Phase-separating RNA-binding proteins form heterogeneous distributions of clusters in subsaturated solutions

Membraneless biomolecular condensates are molecular communities with distinct compositional preferences and functions. Considerable attention has focused on macroscopic phase separation as the process that gives rise to condensates. This focus implicitly presumes that coexisting dilute phases and subsaturated solutions are featureless. Here, we show that this is not the case. Surprisingly, the FUS-EWSR1-TAF15 family of RNA-binding proteins form heavy-tailed distributions of clusters in subsaturated solutions. Given the low endogenous concentrations of phase-separating proteins, it stands to reason that the clusters we have discovered in subsaturated conditions will be present in cellular milieus. Knowing that such clusters exist opens the door to assessing the functional relevance of clusters of different sizes and shapes that form in subsaturated solutions or coexist with condensates.

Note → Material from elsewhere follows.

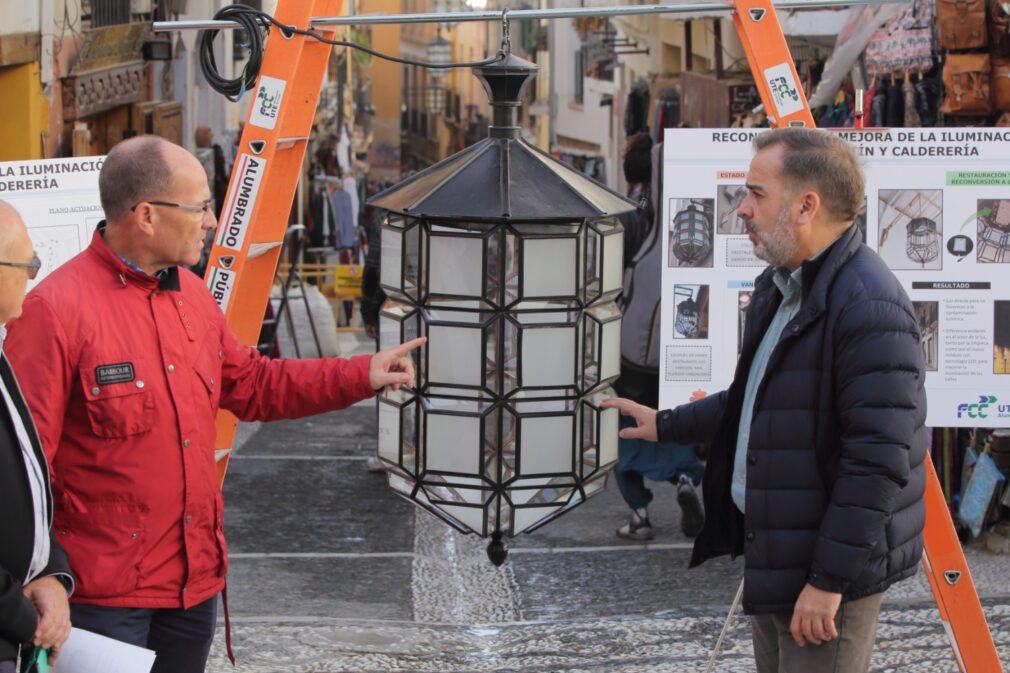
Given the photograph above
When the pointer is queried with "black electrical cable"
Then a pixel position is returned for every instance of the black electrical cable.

Macromolecular phase separation is thought to be one of the processes that drives the formation of membraneless biomolecular condensates in cells. The dynamics of phase separation are thought to follow the tenets of classical nucleation theory, and, therefore, subsaturated solutions should be devoid of clusters with more than a few molecules. We tested this prediction using in vitro biophysical studies to characterize subsaturated solutions of phase-separating RNA-binding proteins with intrinsically disordered prion-like domains and RNA-binding domains. Surprisingly, and in direct contradiction to expectations from classical nucleation theory, we find that subsaturated solutions are characterized by the presence of heterogeneous distributions of clusters. The distributions of cluster sizes, which are dominated by small species, shift continuously toward larger sizes as protein concentrations increase and approach the saturation concentration. As a result, many of the clusters encompass tens to hundreds of molecules, while less than 1% of the solutions are mesoscale species that are several hundred nanometers in diameter. We find that cluster formation in subsaturated solutions and phase separation in supersaturated solutions are strongly coupled via sequence-encoded interactions. We also find that cluster formation and phase separation can be decoupled using solutes as well as specific sets of mutations. Our findings, which are concordant with predictions for associative polymers, implicate an interplay between networks of sequence-specific and solubility-determining interactions that, respectively, govern cluster formation in subsaturated solutions and the saturation concentrations above which phase separation occurs.